Equipped with a few items left in her father’s will – an old law book, a shiny sword and a judicial robe – she comes under the wing of managing partner Lydia Bammona, who makes her life hell.

But ruthless Bammona is the least of Deller’s problems, as she recounts in her diary. A sinister group of men in black robes, who call themselves the Prohibitors and are linked to organised crime, attack Deller and demand that she hand over the book bequeathed to her by her father, The Book of Breaches. In this book, lawyer Trevor Lloyd tells Deller her father ‘logged all the material breaches of duty within the firm in there and was about to hand it over to the authorities before his death’. In fact, this book is also the roll of a secret society known as the Protectors of Justice which ‘protects justice at any cost’.

Author: Goldie Millan

Publisher: CreateSpace (£6.47)

Lloyd sheds light too on Warren & Hunter’s shady dealings with the Alexandra Group of companies, which buys and sells properties, and is ‘investing money into [Warren & Hunter] in exchange for favours’. Deller, who naively thought that ‘respect for the law would be in every lawyer’s DNA’ is determined to pick up her father’s ethical mantle. She recalls the Law Society Gazette’s tribute which said Andrew Deller’s ‘integrity was impeccable’.

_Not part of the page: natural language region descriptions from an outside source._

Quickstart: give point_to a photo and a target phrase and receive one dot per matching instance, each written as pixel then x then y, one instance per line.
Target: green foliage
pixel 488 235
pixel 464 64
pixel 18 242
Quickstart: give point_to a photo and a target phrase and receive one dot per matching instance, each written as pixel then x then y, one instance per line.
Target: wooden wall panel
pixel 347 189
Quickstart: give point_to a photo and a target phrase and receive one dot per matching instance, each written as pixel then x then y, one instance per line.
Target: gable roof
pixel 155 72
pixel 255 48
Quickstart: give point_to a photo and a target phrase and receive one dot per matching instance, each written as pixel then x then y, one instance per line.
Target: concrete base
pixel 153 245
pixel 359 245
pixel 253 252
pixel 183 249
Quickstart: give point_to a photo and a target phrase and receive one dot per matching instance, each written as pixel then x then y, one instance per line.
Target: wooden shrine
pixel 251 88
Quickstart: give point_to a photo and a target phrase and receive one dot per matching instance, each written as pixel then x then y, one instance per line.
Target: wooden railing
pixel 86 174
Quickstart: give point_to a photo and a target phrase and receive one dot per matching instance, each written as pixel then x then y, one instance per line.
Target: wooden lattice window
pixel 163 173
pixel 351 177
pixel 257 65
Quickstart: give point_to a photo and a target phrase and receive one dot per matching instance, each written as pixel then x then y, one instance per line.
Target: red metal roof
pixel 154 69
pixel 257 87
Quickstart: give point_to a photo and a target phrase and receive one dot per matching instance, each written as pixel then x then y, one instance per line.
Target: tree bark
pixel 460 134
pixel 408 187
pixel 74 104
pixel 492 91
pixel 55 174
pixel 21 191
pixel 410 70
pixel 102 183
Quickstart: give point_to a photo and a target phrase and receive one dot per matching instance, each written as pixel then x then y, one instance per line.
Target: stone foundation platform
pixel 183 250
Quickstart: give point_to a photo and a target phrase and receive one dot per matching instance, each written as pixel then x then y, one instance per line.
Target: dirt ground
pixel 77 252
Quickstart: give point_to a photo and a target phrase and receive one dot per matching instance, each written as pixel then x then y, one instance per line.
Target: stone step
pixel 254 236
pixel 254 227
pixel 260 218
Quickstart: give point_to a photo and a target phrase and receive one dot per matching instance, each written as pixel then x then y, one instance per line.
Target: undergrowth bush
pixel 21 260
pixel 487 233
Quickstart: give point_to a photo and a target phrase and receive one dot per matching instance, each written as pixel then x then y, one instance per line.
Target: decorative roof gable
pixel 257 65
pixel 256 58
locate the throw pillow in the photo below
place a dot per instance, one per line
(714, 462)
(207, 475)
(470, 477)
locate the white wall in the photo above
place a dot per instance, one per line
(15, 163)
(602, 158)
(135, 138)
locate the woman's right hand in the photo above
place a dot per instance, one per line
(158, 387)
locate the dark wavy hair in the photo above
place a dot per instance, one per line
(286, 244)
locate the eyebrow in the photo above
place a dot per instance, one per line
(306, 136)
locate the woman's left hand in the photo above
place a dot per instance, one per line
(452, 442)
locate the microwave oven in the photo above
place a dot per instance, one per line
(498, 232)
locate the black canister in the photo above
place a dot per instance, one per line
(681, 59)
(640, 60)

Ultimately, Deller is forced to use her father’s sword to defend herself. Here the diary reads more like a fantasy adventure, which blunts the sharpness of Millan’s serious points about corruption in the profession.

While there are enough courtroom dramas and fiendish characters to keep you absorbed, Deller’s voice is not distinctive enough for a diary. Perhaps a longer book told in the third person would have been better.